Présente sur M6, dans la série Scènes de ménages, la comédienne remporte depuis longtemps l'adhésion totale du public. Le "classique boulevardier avec entrées, sorties, et amant sous le matelas", elle l'a partagé sur scène avec les plus grosses pointures, Doris, Galabru... Alors que fait-elle au milieu de ces tigresses qui déclenchent son enthousiasme ? "Je suis une femme de 60 ans affublée d'un mari qui ne la regarde plus. D'où certaines frustrations qu'elle vit avec humour, et qui la poussent à aller chercher un peu de piment ailleurs. Son arrivée inopinée dans le salon de sa fille va mettre le feu aux poudres !" Quelles raisons l'ont-elles poussée à accepter cette aventure ? "Il est vrai que pour moi le théâtre - comme disait Réjane - c'est simple, c'est : 'Si je te parle, tu me réponds.' Dans les phrases de Gilles il y a des virgules, des guillemets, c'est littéraire, ça dépasse le langage parlé banal, ça me paraissait presque un peu snob ! L'écriture est fine et intelligente, sans parler de l'humour. Il faut tricoter les mots, trouver la bonne musique, le bon ton, un peu comme chez Audiard. Quand on y est parvenu, c'est le bonheur ! Ce qui est extraordinaire aussi, c'est qu'avec un sujet assez olé olé, on reste dans l'élégance, ça n'est jamais gras ni vulgaire.

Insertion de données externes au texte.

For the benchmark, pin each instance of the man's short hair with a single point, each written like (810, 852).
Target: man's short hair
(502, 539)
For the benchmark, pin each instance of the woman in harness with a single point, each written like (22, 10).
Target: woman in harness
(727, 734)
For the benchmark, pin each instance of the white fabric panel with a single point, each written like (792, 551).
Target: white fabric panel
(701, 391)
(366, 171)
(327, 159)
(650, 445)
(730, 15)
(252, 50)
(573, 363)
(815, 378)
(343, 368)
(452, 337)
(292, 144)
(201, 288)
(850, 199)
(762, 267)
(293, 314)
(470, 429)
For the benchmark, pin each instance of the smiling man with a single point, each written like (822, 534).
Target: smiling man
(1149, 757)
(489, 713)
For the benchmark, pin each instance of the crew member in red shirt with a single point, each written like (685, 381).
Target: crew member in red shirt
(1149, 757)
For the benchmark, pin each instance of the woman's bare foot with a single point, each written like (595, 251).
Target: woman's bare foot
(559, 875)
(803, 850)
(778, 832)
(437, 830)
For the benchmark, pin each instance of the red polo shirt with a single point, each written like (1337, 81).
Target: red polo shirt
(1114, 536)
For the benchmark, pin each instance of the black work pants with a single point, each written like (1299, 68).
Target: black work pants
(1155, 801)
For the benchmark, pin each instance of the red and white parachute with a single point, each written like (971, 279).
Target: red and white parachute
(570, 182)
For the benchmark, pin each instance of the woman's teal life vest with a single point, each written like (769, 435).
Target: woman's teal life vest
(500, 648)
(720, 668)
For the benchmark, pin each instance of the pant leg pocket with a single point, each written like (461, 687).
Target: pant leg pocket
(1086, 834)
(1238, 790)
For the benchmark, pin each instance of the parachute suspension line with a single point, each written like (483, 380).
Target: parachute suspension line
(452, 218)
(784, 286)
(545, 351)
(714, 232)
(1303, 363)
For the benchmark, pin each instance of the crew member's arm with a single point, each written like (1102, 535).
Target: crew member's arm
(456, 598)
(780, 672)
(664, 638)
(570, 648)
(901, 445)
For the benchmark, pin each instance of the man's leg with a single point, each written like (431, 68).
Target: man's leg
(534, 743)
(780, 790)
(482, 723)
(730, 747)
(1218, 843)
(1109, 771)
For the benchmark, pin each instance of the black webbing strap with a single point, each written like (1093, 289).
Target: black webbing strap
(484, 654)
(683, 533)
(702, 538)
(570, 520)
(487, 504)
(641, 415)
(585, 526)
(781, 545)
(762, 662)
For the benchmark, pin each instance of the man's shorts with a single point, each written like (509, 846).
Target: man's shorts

On dit des choses énormes, il faut l'avouer, mais sans jamais tomber dans le banal. C'est subtil, joyeux, sans parler de l'aspect exceptionnellement humain qui nous réunit tous. Tenez, là voyez, il me tarde d'arriver à ce soir pour rejoindre le théâtre !"


Virginie Ledieu,
Clémence, infirmière, bio et naïve

Fille de Marion Game dans la vie, sa carrière de comédienne, partagée entre les planches, le cinéma et la télévision, ne connaît pas de temps morts. Elle aussi ne cache pas le plaisir qu'elle éprouve à faire partie de cette Brigade de tigresses. "Très sincèrement, j'avais un peu la trouille au départ, dans la mesure où l'on aurait pu penser que c'est convenu, où l'on aurait pu faire le rapprochement avec les 'Pénélopes', par exemple. Mais ça n'est pas du tout le cas. On est ici dans un univers onirique, presque surréaliste. Mon personnage est un peu en dehors de l'action, bio, zen, légèrement à côté de la plaque, alors, pour l'étoffer, j'ai cherché à le rendre énergique quand même !" Mais attention, elle a beau être bio, s'il y a de l'encens dans la chambre, bon, vous voyez... Elle aime le cul. Ajoute-t-elle dans un éclat de rire. "C'est une pièce difficile à jouer dans la mesure où au niveau de la dramaturgie, ce n'est pas une construction classique. Mais c'est absolument formidable, après les premières représentations de voir combien le public est preneur ! Les gens sont ravis et nous heureux."